Mira Permatasari, M.Si (Han) – Director of The Yudhoyono Institute, Pemerhati Studi Kawasan ASEAN

Penahanan pemimpin de facto Aung San Suu Kyi, Presiden Myanmar Win Myint dan beberapa tokoh Partai Liga Demokrasi oleh militer Myanmar pada Senin, 1 Februari lalu, kembali membuat kawasan Asia Tenggara menjadi sorotan dunia. Seperti deja vu, peristiwa kudeta ini menambah kelam jejak seteru Suu Kyi dan pimpinan militer Myanmar yang berlangsung lebih dari satu dekade. Hal ini juga tentu menjadi beban tersendiri bagi Asosiasi Negara-Negara di Asia Tenggara (ASEAN) dalam mengambil sikap bagi apa yang terjadi pada salah satu negara anggotanya tersebut. Sejak bergabungnya Myanmar ke dalam ASEAN di tahun 1997, banyak pihak yang menyangsikan bahwa Myanmar akan benar-benar menjalankan nilai-nilai dan prinsip ASEAN. Tidak pelak, Myanmar kerap dijuluki sebagai ‘Angsa Hitam’ di ASEAN.

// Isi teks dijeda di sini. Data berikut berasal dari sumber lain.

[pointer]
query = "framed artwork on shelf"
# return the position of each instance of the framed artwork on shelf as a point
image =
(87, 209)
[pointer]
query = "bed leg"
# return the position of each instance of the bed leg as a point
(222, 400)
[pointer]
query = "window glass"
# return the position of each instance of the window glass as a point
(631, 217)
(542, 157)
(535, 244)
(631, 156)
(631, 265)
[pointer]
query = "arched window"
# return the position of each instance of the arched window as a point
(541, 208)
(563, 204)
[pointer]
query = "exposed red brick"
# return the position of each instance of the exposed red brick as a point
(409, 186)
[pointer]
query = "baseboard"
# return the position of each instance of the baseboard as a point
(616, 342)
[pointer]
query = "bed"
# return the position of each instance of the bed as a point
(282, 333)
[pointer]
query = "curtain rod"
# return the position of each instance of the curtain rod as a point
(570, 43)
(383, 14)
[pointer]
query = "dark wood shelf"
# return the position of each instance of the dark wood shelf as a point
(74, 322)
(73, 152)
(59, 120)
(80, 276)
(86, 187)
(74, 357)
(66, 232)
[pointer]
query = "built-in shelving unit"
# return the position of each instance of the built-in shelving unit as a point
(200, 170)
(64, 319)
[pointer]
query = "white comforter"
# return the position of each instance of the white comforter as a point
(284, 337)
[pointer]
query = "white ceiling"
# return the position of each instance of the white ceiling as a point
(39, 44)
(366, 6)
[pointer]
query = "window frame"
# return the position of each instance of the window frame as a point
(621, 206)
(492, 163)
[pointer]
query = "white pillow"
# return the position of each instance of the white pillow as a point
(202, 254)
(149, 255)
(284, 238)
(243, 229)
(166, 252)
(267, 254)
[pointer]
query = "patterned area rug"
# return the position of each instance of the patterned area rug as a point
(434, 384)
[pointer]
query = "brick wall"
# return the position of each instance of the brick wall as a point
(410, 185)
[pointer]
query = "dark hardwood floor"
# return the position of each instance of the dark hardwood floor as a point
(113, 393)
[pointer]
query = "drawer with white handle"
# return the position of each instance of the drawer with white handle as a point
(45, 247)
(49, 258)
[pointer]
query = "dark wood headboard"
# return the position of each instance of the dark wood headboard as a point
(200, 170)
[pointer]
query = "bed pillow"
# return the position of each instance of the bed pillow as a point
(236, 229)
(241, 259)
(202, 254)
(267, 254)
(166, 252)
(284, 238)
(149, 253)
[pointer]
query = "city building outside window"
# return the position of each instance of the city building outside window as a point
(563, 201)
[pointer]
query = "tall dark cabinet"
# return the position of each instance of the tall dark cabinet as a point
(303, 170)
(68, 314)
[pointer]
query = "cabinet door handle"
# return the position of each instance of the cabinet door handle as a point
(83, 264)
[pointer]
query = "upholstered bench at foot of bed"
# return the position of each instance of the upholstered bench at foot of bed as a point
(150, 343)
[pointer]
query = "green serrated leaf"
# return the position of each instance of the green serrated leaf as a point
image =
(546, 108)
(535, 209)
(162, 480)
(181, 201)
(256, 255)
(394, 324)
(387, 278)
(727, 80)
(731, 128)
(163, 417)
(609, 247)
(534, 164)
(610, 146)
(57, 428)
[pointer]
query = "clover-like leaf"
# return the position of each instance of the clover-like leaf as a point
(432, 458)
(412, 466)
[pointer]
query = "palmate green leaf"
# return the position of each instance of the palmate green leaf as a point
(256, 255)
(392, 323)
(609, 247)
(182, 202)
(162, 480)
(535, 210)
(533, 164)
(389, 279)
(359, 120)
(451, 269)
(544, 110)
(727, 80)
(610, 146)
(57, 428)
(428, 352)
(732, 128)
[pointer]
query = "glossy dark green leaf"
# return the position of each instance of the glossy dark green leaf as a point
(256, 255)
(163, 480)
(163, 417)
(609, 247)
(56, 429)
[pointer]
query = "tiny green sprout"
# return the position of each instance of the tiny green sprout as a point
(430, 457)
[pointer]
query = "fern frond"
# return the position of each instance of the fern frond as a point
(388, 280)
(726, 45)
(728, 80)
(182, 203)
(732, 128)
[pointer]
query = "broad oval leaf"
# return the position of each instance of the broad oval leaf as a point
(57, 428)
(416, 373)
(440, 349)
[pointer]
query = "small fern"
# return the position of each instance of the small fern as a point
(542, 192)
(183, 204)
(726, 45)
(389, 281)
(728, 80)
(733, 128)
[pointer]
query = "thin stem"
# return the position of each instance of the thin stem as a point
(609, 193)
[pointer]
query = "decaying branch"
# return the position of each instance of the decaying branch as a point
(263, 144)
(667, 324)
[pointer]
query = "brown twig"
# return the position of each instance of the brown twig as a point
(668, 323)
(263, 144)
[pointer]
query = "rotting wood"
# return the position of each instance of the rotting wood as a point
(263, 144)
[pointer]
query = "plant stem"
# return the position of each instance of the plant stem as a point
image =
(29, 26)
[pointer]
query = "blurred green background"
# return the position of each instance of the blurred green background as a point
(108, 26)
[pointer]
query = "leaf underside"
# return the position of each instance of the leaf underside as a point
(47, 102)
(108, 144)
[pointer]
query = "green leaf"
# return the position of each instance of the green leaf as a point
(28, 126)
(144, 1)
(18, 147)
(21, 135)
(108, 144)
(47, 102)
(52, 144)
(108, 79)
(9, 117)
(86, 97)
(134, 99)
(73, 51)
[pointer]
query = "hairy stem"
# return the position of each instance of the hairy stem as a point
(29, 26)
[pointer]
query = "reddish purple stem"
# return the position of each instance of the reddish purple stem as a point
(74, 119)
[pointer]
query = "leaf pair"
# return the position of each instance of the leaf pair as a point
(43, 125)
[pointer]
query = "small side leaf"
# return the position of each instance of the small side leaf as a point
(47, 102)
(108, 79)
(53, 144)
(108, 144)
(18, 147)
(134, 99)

Negara-negara di dunia pun ikut bersuara atas terjadinya peristiwa kudeta tersebut. Kanada, Prancis, Jerman, Italia, Jepang, Inggris dan Amerika Serikat dan perwakilan Uni Eropa yang tergabung dalam G-7 mengecam keras kudeta militer di Myanmar. Sekjen PBB menyatakan bahwa kudeta ini tidak bisa diterima dan ini bukanlah cara untuk memerintah suatu negara. Bahkan Dewan Keamanan PBB saat ini sedang merumuskan pernyataan resmi terhadap apa yang terjadi di Myanmar. Amerika Serikat bahkan mengancam akan menjatuhkan sanksi keras untuk Myanmar.